A. Dual color STORM images of SNAP-MUC1/SNAP-VAMP2 in cells and Spike in SARS-CoV-2-PP bound to the cells. Whole cell images (left) were reconstruction from STORM data, and coordinates determined by STORM were individually plotted in expanded images in right. B. Schematic of calculation of cross correlation. Mutual distance between all combinations of two dyes were calculated from the coordinates determined by STORM imaging. C. Examples of histogram of mutual distances between all combinations of two dyes were calculated from coordinates H(r), and the cross-correlation function C(r) that is the normalized radial average of H(r). Δr, a size of shell and the bin size for histogram, was set to be 5 nm. D. Examples of simulated STORM images, and calculated C(r) from these images. h denotes the distance between virus and cell when they are separated, and density plot illustrates average protein densities along membranes in these images. E. Plot of C(r)_(out/in) calculated for all simulated images, along with density_(in/out) and h. Blue dashed lines indicate upper and lower bound for C(r)_(out/in) calculated for stable virus – cell interface, and red dot line is the fifth polynomial regression to data point and purple area represents one sigma below and above the line. F. Traces of C(r) for individual cells expressing MUC1 and VAMP2. G. C(r)_(out/in) calculated for all STORM images. H. density_(in/out) for all STORM images converted from C(r)_(out/in) based on the regression in E, were plotted along with RF for each protein determined by FLIM – FRET (Figure 4).

Models for three distinct cases of virus – cell interface.

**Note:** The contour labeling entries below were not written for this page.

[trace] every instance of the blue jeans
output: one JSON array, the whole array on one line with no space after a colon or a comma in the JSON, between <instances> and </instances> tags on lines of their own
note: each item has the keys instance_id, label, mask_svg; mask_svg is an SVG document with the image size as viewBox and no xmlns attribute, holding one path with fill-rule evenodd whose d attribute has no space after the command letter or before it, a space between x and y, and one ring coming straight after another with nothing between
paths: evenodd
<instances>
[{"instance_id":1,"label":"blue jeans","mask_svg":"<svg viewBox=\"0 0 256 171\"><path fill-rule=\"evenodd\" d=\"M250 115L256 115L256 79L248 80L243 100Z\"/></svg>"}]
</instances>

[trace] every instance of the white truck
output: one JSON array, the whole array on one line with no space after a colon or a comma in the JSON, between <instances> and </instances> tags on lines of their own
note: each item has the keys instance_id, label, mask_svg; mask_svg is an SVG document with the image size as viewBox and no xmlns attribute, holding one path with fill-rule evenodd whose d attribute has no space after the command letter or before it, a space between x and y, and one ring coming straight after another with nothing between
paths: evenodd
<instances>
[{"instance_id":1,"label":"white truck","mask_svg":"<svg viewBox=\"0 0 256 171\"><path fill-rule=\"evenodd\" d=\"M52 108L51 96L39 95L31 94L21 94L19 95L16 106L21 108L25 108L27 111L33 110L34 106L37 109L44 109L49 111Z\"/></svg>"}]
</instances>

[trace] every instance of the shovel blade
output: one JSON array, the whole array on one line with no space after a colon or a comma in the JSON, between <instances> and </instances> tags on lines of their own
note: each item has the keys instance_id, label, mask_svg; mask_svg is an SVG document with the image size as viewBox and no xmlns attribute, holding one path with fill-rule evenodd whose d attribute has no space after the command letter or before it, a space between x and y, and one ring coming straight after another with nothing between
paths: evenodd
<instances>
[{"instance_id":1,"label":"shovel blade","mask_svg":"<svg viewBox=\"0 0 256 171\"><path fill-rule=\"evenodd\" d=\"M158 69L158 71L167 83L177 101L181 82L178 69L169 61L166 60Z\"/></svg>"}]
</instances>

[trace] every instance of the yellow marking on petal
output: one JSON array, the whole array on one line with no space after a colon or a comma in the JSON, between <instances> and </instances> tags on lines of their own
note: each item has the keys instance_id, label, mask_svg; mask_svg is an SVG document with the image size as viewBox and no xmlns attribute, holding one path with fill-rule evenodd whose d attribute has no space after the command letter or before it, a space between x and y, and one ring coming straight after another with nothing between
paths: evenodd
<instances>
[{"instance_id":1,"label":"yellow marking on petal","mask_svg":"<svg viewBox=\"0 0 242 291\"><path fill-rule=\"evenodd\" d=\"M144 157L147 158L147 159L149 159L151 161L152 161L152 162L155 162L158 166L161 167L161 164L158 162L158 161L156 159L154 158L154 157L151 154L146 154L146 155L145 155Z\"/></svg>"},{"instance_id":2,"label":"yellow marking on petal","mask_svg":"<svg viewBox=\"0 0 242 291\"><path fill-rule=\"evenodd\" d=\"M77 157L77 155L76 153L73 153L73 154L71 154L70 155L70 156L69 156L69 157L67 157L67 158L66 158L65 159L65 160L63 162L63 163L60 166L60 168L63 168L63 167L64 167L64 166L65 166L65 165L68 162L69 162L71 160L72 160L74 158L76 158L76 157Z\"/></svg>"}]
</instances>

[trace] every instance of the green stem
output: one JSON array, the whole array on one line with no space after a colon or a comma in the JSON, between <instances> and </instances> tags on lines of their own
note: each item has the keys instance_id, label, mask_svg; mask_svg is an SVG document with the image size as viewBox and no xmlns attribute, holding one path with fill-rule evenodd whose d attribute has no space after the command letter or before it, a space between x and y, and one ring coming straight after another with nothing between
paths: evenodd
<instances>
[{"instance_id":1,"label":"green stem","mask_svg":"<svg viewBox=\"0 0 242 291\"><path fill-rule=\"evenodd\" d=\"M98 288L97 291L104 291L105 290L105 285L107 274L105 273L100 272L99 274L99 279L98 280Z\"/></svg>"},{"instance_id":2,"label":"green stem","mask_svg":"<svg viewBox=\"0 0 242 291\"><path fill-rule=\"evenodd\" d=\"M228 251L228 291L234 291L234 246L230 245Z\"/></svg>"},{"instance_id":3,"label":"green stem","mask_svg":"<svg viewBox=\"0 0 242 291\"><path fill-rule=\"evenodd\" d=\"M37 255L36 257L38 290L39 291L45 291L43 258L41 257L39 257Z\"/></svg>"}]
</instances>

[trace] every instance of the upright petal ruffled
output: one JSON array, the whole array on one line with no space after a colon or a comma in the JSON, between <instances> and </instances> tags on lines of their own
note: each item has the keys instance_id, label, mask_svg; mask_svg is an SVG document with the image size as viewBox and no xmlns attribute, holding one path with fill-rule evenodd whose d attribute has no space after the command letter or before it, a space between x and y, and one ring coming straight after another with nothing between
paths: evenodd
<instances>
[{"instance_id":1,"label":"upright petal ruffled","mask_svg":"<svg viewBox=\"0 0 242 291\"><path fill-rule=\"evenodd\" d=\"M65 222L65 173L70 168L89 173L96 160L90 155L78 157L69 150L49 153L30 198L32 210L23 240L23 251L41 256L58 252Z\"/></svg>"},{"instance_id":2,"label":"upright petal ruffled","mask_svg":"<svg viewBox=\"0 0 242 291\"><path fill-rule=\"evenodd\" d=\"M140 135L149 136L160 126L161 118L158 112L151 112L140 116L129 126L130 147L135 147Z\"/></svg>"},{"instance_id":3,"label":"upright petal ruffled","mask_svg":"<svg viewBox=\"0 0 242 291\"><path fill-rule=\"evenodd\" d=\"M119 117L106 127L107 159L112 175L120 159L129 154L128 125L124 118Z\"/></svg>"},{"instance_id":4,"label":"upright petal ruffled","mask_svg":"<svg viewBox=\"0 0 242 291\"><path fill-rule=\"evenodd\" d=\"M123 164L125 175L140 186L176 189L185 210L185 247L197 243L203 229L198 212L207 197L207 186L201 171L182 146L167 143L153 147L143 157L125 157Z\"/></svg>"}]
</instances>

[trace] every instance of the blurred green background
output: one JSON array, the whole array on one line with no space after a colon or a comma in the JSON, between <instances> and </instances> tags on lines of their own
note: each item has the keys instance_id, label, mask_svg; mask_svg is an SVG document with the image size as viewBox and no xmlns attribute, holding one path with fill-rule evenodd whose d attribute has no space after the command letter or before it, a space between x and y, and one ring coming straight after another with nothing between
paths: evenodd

A. Energy and force involved in molecular exclusion from virus-cell interface. B. Transient distribution of membrane proteins nearby the interface. C. Two-dimensional distribution of viruses and glycoproteins on the surface horizontal direction of the cell membrane. D-F. Schematic of virus-cell interface structure and corresponding free energy chart. D. Virus-cell interface with very small membrane proteins. Due to low energy penalty in constructing virus-cell interface entrapping these small molecules, virus can form interface without excluding proteins, and can infect cells. E-F. Virus-cell interface structure for larger membrane proteins. Interface formation requires protein exclusion. Due to membrane viscosity and inhomogeneous field in adhesive energy, excluded proteins become crowded at proximity of the interface. In the case for highly glycosylated proteins (F), intermolecular repulsion between excluded proteins become very high at high density regions. Such repulsion generates a high kinetic barrier for molecular exclusion, preventing to proceed to subsequent steps for infection. In contrast, in the case for low glycosylated proteins (E), their intermolecular repulsion and energy barrier are lower, and thus these molecules are easier to be excluded from the interface and virus infection is not strongly inhibited.